Mr. Bates said he was “totally devastated and disappointed” that “what could have been peaceful deteriorated into people attacking the police and doing damage.”If you have ever been involved in protests, you can read between the lines and piece together what really happened in Berkeley over the weekend. The police went apeshit on Saturday and attacked protesters, the overwhelming majority of whom were orderly, with volley after volley of tear gas. This pissed people off and brought more into the streets the next night at which time the police let the Black-Bloc types trash some corporate storefronts. Vandalism then becomes the primary focus for the media, not police tactics; hence, the quotes from Berkeley mayor Bates denouncing "outside agitators," that old chestnut, for causing the violence with the police.
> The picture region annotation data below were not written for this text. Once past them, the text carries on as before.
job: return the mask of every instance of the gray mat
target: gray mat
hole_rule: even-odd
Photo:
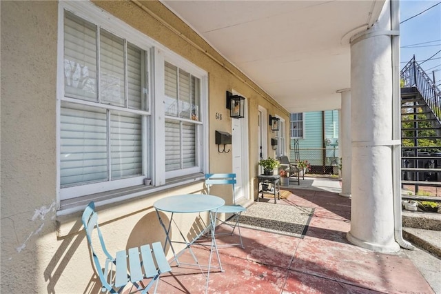
[[[239,222],[243,228],[303,238],[314,212],[309,207],[254,202],[242,213]]]

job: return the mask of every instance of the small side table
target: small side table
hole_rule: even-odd
[[[257,176],[258,180],[258,191],[257,193],[257,202],[259,202],[259,194],[262,193],[262,198],[263,198],[263,184],[270,183],[274,186],[274,203],[276,202],[276,195],[278,194],[278,199],[280,199],[280,176],[278,175],[260,175]],[[260,184],[262,184],[262,188],[260,188]]]

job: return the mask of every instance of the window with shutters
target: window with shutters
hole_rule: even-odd
[[[291,114],[291,137],[303,137],[303,113]]]
[[[171,176],[198,169],[201,81],[165,63],[165,171]]]
[[[92,5],[81,2],[63,3],[69,9],[61,8],[60,199],[140,186],[146,177],[159,179],[154,186],[203,173],[200,146],[207,139],[201,106],[206,77],[201,72],[206,73],[194,72],[170,52],[170,58],[157,57],[163,62],[153,67],[149,61],[156,51],[147,37],[121,23],[112,26],[108,14],[100,18],[92,11],[88,17],[88,9],[70,6]],[[165,79],[152,92],[151,81],[161,72]]]
[[[279,130],[277,131],[276,137],[277,137],[277,157],[280,157],[283,155],[286,155],[286,145],[285,145],[285,130],[286,130],[286,124],[285,122],[285,119],[280,119],[280,128]]]

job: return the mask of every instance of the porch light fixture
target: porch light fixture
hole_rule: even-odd
[[[234,95],[227,91],[227,108],[229,109],[229,117],[241,119],[245,117],[245,99],[240,95]]]
[[[271,138],[271,146],[273,150],[277,150],[277,138]]]
[[[271,130],[278,130],[280,126],[280,119],[269,115],[269,126],[271,126]]]

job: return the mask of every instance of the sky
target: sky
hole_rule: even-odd
[[[441,88],[441,3],[411,19],[406,19],[440,2],[441,0],[400,1],[400,68],[415,55],[416,61],[432,79],[434,72],[438,88]],[[437,52],[431,60],[424,62]]]

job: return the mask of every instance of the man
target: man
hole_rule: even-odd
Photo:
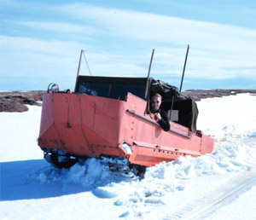
[[[151,109],[150,112],[154,113],[155,119],[165,131],[170,130],[170,123],[167,113],[160,108],[162,103],[162,96],[156,93],[151,96]]]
Imagine if that had been the focus of the Gray Lady's Hong Kong team of Chris Buckley and Alan Wong. Chief executive Leung Chun-ying would have been given prominent placement to dismiss the Umbrella Movement protesters as outside agitators. Instead the Gray Lady focused her attention overwhelming on the police use of tear gas to clear protesters from Hong Kong government buildings, an incident that originated the Umbrella Movement to begin with (umbrellas to protect protesters from pepper spray and the sun).
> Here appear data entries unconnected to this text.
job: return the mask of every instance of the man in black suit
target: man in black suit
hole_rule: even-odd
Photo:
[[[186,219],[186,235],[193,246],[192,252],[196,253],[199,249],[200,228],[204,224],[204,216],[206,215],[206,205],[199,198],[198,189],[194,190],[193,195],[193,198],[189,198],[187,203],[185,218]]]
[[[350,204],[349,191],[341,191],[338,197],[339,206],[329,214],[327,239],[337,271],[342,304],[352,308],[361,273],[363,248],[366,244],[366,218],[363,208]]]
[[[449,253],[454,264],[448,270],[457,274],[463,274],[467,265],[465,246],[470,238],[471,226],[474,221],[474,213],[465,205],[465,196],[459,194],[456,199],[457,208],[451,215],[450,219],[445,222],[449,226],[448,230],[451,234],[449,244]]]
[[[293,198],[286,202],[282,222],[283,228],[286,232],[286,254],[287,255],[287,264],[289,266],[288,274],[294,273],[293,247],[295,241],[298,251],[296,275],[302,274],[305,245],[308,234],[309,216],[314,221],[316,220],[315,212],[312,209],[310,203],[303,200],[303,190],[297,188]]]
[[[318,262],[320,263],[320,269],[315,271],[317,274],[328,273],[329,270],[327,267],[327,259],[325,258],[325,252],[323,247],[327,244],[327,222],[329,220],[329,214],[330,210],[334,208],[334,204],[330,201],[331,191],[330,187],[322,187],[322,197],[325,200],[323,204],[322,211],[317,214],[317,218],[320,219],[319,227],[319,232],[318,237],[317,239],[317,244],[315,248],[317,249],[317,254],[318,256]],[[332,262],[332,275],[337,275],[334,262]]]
So based on this report of the weekend protests in Berkeley it appears that the Gray Lady might be trimming back her advocacy of #Black Lives Matter. The protests are getting too broad and showing signs of continued life. Obama's diffident pronouncements regarding the edicts of the Mike Brown and Eric Garner grand juries are eroding his support among his last solid constituency, blacks. As Julia Hirschfeld Davis and Michael Shear note in "Unrest Over Race Is Testing Obama’s Legacy,"
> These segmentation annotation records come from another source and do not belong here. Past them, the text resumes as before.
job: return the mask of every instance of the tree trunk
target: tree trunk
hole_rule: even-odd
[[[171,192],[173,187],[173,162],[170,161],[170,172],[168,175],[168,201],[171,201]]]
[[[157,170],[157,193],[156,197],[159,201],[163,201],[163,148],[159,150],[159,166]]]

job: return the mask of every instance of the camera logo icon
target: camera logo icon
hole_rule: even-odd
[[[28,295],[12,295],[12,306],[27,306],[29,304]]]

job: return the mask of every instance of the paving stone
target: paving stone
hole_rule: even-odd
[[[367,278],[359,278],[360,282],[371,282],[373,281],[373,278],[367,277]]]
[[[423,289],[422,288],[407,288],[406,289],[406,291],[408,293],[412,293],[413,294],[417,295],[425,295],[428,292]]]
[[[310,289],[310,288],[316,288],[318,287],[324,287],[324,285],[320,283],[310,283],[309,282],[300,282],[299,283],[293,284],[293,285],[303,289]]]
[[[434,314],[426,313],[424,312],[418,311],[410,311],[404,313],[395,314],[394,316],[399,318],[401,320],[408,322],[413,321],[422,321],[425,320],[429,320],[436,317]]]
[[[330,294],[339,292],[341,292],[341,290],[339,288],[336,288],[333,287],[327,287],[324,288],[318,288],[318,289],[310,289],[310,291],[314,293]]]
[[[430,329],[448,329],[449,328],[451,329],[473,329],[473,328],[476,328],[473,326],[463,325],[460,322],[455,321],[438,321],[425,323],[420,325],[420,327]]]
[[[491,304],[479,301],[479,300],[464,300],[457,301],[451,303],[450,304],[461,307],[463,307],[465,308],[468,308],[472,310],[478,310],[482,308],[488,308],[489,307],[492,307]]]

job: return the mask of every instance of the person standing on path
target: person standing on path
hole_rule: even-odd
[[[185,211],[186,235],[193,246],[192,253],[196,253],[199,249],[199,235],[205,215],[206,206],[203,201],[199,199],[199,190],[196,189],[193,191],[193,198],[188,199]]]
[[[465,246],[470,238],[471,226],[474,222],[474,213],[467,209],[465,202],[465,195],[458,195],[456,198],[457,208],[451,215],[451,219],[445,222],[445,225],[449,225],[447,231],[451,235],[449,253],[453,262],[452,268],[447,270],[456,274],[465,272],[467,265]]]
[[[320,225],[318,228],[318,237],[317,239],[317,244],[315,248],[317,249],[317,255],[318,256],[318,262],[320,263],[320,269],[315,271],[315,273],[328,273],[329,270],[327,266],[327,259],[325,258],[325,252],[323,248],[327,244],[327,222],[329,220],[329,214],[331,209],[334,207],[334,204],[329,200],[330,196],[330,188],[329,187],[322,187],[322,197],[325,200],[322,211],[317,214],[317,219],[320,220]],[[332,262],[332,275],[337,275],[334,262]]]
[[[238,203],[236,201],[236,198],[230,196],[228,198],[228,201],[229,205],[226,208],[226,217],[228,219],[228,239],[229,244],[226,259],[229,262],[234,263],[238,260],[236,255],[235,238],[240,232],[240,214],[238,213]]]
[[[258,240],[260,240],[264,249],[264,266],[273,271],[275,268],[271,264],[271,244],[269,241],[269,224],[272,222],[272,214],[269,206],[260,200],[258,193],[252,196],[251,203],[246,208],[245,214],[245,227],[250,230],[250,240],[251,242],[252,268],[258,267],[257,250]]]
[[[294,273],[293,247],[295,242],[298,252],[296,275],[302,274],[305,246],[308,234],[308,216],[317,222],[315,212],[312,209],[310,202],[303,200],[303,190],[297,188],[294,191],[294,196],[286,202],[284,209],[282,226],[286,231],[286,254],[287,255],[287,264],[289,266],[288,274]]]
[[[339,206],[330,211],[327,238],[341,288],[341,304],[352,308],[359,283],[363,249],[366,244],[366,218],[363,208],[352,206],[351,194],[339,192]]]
At this point, Mr. Obama’s response to Ferguson, Staten Island and the unrest across the country has diminished his image with important groups, according to new polling figures. Half the respondents in a Pew Research Center survey conducted Wednesday to Sunday disapproved of the president’s handling of race relations, compared with 40 percent who approved — a reversal from August, when 48 percent approved and 42 percent disapproved. While the majority of African-Americans still said the president had handled race relations well, support among them had dropped 16 points since polling in the summer.Charles Blow had a generally positive view of the #Black Lives Matter Movement in a column yesterday, "A New Age of Activism: From Eric Garner and Michael Brown to the Ballot Box," but he misses the mark when he directs the protesters to move to the voting booth:
Indeed some activists have already moved beyond chants for “change” and begun to develop sophisticated answers to the retort, “change what?”. The trick is to redirect the passions before they dissipate, to maintain momentum when the media attention fades, and to amplify raised voices with votes cast.
I believe — because the optimist in me must — that votes will soon, somehow, follow the passion, that people will come to see marching not as a substitute for voting but a supplement to it, that more people will work to effect change inside the system as well as outside it.Blow should know that Obama's presidency itself is all the proof people need to know that voting does not deliver change. More is needed. Direct action must proceed the election of captive politicians. The #Black Lives Matter Movement knows this.